Authors:
Syed Rifat Raiyan、Zibran Zarif Amio、Sabbir Ahmed
Paper:
https://arxiv.org/abs/2408.10360
Hand shadow puppetry, also known as shadowgraphy or ombromanie, is a captivating form of theatrical art and storytelling. However, this ancient art form is on the brink of extinction due to the dwindling number of practitioners and changing entertainment standards. To address this issue, researchers Syed Rifat Raiyan, Zibran Zarif Amio, and Sabbir Ahmed have introduced HaSPeR, a novel dataset aimed at preserving and proliferating hand shadow puppetry. This blog delves into their study, exploring the dataset, methodologies, experimental design, and findings.
1. Introduction
Background
Hand shadow puppetry involves creating silhouettes of animals and objects using hand gestures, finger movements, and dexterous gestures. Despite its rich history and cultural significance, this art form is facing extinction. The lack of resources and practitioners has made it difficult to study and preserve this art.
Problem Statement
The primary objective of this study is to create a comprehensive dataset, HaSPeR, consisting of 8,340 images of hand shadow puppets across 11 classes. This dataset aims to facilitate the development of AI tools for recognizing, classifying, and potentially generating hand shadow puppet performances.
2. Related Work
Image Classification and Recognition
Previous works in hand shadow image classification include Huang et al.’s SHADOW VISION, which used a 3-layer neural network for recognizing infrared shadow puppet images. However, their methodology is considered obsolete due to advancements in deep learning models.
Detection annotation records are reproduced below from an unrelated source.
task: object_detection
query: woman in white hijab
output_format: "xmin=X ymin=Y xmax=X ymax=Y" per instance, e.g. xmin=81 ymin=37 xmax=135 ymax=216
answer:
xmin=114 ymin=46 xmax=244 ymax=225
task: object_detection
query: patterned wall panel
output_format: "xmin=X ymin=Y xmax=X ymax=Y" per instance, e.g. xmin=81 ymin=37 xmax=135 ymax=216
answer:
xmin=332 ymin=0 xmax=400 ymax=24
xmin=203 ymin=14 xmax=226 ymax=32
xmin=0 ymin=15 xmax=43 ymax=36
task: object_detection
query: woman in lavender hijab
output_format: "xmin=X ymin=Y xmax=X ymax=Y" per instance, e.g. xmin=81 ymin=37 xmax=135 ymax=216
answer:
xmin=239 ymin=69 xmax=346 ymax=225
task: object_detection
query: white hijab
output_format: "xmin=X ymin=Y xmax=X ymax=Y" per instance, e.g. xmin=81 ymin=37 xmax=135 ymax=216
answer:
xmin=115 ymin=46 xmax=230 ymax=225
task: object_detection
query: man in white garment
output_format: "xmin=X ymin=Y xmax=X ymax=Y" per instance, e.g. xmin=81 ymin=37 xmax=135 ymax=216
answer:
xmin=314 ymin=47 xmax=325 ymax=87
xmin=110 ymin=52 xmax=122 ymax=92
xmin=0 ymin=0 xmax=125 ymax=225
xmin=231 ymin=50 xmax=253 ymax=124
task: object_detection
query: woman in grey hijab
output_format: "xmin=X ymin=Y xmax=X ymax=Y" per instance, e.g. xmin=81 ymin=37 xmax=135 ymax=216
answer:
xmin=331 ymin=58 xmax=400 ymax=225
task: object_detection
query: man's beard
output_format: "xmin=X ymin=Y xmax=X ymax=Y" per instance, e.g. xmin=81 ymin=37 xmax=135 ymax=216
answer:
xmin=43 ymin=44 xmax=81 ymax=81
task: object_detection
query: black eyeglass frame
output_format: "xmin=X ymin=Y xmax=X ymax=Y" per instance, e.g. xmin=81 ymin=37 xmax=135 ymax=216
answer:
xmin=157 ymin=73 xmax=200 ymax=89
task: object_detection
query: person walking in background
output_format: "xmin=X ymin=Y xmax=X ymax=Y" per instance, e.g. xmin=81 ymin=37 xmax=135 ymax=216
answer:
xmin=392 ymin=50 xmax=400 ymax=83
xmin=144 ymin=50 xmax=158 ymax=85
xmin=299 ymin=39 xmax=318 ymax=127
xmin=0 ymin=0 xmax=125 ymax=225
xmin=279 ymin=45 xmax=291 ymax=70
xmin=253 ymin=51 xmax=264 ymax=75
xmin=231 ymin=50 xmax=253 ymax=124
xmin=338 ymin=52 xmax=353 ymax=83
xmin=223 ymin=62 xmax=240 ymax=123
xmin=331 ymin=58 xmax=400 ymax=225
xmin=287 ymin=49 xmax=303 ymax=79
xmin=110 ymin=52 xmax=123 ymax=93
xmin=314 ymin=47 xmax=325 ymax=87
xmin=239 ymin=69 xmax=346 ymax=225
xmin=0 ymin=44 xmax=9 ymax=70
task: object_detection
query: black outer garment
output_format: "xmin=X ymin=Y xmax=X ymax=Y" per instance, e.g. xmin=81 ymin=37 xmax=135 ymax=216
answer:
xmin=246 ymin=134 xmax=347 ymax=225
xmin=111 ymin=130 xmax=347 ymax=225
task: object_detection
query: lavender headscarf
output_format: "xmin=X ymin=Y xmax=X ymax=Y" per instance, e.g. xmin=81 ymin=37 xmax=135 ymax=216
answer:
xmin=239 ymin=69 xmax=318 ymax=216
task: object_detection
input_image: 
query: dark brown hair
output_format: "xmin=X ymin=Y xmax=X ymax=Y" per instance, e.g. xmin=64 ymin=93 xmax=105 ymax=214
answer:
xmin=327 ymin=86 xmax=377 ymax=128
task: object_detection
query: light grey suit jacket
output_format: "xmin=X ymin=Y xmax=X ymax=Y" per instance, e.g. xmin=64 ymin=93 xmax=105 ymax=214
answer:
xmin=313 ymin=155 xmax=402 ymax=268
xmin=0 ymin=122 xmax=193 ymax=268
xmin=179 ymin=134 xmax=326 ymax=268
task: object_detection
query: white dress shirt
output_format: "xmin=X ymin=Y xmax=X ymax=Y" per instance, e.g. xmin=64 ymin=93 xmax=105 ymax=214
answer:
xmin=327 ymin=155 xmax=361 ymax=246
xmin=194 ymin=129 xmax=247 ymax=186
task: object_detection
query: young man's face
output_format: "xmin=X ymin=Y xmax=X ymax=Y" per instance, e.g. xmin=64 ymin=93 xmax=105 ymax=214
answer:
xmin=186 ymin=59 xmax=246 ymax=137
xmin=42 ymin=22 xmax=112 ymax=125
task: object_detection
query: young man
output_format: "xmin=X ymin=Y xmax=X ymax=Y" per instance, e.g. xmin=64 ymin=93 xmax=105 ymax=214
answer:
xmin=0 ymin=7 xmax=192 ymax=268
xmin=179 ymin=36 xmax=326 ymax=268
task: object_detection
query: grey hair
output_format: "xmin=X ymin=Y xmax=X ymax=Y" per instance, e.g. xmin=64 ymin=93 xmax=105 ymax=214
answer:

Recent studies have explored convolutional models for Indonesian shadow puppet recognition, using datasets with fewer classes and samples compared to HaSPeR. These studies laid the groundwork for benchmarking feature extractor models for hand shadow puppet images.
3D Modeling and Human Motion Capture
Early works in silhouette-based 3D modeling, such as Brand’s study on mapping 2D shadow images to 3D body poses, have influenced subsequent research in human motion capture and analysis. These studies have leveraged human silhouette templates for various applications.
Robotics and Human-Computer Interaction
Huang et al. introduced computer vision-aided shadow puppetry with robotics, enabling the creation of complex shadow forms using robotic arms. Other studies have explored gesture recognition for controlling shadow puppets, using sensors like Microsoft Kinect and Leap Motion.
3. Research Methodology
Dataset Construction
The dataset construction process involves three main tasks: procuring performance clips, extracting frames, and categorizing each sample frame with proper labels.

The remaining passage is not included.